Faction represented in the Knesset
- 1981–1984: Alignment
- 1984–1988: Mapam
- 1992–1996: Meretz

Personal details
- Born: 23 August 1930 (age 96) Jerusalem, Mandatory Palestine
- Party: Meretz
- Other political affiliations: Mapam (1948-1953) Left Faction (1953-1954) Maki (1954-1973) Moked (1973-1977) Sheli (1977-1980) Mapam (1980-1997) Alignment (1980-1984)

Military service
- Allegiance: Haganah
- Branch/service: Palmach
- Years of service: 1948

= Yair Tzaban =

Israeli politician and activist

Yair Tzaban (יאיר צבן; born 23 August 1930) is an Israeli politician, academic and social activist.

==Biography==
Tzaban was born in Jerusalem in 1930. During the 1948 Palestine War he fought in the Palmach. He was among the founders of Kibbutz Tzora, near Jerusalem.

In the 1950s, after moving to Tel Aviv, he studied in Seminar HaKibutzim (a teacher's college) and worked as a teacher and youth educator in the poor suburbs of Tel Aviv. Tzaban holds a BA degree in Jewish and General Philosophy from Tel Aviv University.

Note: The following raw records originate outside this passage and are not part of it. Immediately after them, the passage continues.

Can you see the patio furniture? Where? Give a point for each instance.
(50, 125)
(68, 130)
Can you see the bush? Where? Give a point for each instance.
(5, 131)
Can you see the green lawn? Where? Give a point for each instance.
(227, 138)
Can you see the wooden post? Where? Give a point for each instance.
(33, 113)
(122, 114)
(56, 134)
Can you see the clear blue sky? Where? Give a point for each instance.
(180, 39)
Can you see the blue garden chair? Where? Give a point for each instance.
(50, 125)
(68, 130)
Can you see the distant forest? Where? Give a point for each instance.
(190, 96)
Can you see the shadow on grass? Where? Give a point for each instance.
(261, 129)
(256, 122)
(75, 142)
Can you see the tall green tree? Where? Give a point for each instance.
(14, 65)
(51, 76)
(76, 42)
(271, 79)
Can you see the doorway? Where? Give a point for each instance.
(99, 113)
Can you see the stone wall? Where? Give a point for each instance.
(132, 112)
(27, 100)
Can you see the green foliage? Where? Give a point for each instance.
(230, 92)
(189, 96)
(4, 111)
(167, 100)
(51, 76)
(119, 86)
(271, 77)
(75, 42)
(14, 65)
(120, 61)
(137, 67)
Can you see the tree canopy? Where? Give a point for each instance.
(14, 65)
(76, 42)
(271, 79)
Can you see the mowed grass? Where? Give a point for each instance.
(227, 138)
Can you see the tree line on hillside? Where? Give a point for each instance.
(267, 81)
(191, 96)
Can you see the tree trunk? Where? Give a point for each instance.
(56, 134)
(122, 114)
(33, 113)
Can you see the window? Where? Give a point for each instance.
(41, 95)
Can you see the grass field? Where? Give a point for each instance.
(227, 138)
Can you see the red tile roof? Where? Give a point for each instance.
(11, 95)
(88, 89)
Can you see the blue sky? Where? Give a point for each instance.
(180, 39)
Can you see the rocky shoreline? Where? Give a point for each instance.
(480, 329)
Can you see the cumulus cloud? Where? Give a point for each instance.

For 45 years Tzaban has been politically active. He joined the Mapam political party, like many of his Palmach comrades. However, after Mapam was hit by internal struggles over relations with the Soviet Union, he followed Moshe Sneh into the Left Faction in 1953, before the Faction dissolved into Maki the following year. He was a member of its politburo from 1965 to 1973 and its chairman in 1972–1973. Maki then merged into Moked, and in 1977, into the Left Camp of Israel, a peace list which ran for the Knesset and Histadrut elections. Tzaban ran for the latter. The Left Camp did not last long however, and in 1980, Tzaban returned to Mapam, while it was in the Alignment.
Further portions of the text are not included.